Dysregulation of multiple facets of glycogen metabolism in a murine model of Pompe disease
Kristin M Taylor, Elizabeth Meyers, Michael Phipps, Priya S Kishnani, Seng H Cheng, Ronald K Scheule, Rodney J Moreland, Kristin M Taylor, Elizabeth Meyers, Michael Phipps, Priya S Kishnani, Seng H Cheng, Ronald K Scheule, Rodney J Moreland
Abstract
Pompe disease, also known as glycogen storage disease (GSD) type II, is caused by deficiency of lysosomal acid α-glucosidase (GAA). The resulting glycogen accumulation causes a spectrum of disease severity ranging from a rapidly progressive course that is typically fatal by 1 to 2 years of age to a slower progressive course that causes significant morbidity and early mortality in children and adults. The aim of this study is to better understand the biochemical consequences of glycogen accumulation in the Pompe mouse. We evaluated glycogen metabolism in heart, triceps, quadriceps, and liver from wild type and several strains of GAA(-/-) mice. Unexpectedly, we observed that lysosomal glycogen storage correlated with a robust increase in factors that normally promote glycogen biosynthesis. The GAA(-/-) mouse strains were found to have elevated glycogen synthase (GS), glycogenin, hexokinase, and glucose-6-phosphate (G-6-P, the allosteric activator of GS). Treating GAA(-/-) mice with recombinant human GAA (rhGAA) led to a dramatic reduction in the levels of glycogen, GS, glycogenin, and G-6-P. Lysosomal glycogen storage also correlated with a dysregulation of phosphorylase, which normally breaks down cytoplasmic glycogen. Analysis of phosphorylase activity confirmed a previous report that, although phosphorylase protein levels are identical in muscle lysates from wild type and GAA(-/-) mice, phosphorylase activity is suppressed in the GAA(-/-) mice in the absence of AMP. This reduction in phosphorylase activity likely exacerbates lysosomal glycogen accumulation. If the dysregulation in glycogen metabolism observed in the mouse model of Pompe disease also occurs in Pompe patients, it may contribute to the observed broad spectrum of disease severity.

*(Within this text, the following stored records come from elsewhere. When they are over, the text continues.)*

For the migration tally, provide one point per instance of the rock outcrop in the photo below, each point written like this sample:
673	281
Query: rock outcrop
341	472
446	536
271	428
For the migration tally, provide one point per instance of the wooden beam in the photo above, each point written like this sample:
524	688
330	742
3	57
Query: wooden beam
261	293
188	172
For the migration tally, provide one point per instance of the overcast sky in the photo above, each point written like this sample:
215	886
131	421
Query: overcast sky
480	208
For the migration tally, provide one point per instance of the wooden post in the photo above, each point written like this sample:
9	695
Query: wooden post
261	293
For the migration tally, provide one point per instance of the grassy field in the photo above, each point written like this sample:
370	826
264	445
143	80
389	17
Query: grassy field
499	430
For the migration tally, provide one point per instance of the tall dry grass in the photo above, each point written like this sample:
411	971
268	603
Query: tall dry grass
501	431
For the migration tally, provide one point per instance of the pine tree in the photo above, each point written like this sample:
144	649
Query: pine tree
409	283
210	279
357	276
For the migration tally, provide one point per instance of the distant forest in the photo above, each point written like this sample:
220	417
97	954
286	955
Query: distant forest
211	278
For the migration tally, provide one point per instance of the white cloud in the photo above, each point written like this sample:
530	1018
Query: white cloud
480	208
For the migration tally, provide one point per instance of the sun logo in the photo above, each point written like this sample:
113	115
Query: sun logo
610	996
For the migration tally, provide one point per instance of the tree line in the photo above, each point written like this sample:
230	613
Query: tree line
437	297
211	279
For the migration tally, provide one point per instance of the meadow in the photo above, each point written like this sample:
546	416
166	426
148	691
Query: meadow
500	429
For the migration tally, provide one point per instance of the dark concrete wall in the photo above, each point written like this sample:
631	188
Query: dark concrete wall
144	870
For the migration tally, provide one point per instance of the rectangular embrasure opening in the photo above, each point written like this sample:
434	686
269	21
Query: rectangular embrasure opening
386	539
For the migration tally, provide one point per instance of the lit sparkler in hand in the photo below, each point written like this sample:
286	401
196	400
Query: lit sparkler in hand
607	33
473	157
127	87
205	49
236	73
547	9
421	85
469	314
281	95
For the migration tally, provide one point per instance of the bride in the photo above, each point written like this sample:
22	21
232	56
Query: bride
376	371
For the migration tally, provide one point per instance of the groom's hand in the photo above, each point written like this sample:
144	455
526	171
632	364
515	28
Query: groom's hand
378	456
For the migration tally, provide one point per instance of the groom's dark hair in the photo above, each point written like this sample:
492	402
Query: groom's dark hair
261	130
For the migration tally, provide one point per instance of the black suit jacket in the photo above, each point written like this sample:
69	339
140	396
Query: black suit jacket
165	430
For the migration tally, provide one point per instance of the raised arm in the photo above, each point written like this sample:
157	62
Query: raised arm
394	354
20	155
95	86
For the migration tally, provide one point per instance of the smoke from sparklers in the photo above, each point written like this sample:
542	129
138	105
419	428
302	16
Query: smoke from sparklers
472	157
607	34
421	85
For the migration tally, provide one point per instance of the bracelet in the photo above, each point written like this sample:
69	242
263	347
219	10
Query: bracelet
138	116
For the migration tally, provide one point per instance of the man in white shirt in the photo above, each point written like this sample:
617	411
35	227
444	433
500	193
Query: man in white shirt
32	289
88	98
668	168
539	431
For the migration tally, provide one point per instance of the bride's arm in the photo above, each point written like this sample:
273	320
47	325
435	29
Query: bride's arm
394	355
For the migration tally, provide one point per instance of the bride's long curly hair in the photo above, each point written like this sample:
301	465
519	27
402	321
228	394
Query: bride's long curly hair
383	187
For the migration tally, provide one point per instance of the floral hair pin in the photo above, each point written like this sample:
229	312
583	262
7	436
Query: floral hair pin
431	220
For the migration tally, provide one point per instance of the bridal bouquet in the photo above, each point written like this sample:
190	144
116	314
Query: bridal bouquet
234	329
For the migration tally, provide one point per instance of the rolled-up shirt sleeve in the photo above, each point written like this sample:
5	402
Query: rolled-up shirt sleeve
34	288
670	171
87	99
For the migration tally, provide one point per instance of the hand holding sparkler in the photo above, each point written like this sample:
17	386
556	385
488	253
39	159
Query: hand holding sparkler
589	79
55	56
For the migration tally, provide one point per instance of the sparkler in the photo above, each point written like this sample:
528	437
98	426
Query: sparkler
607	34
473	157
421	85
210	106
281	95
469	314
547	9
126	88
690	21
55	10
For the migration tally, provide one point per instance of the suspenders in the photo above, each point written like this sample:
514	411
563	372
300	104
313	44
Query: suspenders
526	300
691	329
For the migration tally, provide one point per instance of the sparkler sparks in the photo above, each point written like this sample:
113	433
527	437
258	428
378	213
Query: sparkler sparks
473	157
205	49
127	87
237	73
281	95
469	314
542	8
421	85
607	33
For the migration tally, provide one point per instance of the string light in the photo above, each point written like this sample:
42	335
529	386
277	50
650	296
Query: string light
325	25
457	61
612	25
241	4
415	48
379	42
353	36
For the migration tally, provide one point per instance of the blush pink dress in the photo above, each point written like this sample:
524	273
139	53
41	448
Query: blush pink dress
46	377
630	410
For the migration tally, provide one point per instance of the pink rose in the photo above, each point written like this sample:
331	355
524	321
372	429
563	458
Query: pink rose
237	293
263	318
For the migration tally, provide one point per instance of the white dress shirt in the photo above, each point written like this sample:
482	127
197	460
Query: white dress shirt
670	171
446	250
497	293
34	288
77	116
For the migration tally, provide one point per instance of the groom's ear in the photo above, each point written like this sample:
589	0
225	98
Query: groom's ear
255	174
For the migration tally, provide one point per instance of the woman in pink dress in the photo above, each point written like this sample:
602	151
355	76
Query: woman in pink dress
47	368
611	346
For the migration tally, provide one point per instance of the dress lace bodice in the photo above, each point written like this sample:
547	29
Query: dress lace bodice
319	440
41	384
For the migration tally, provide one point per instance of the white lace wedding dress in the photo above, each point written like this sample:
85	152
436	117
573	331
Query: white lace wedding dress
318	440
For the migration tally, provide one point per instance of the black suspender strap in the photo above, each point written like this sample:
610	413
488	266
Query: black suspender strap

Conflict of interest statement
Competing Interests: Kristin M. Taylor, Elizabeth Meyers, Michael Phipps, Seng H. Cheng, Ronald K. Scheule, and Rodney J. Moreland are all employees of Genzyme, a Sanofi Company, who funded this study. The described studies were part of the drug development program at Genzyme Corporation. There are no further patents, products in development or marketed products to declare. This does not alter the authors' adherence to all the PLOS ONE policies on sharing data and materials.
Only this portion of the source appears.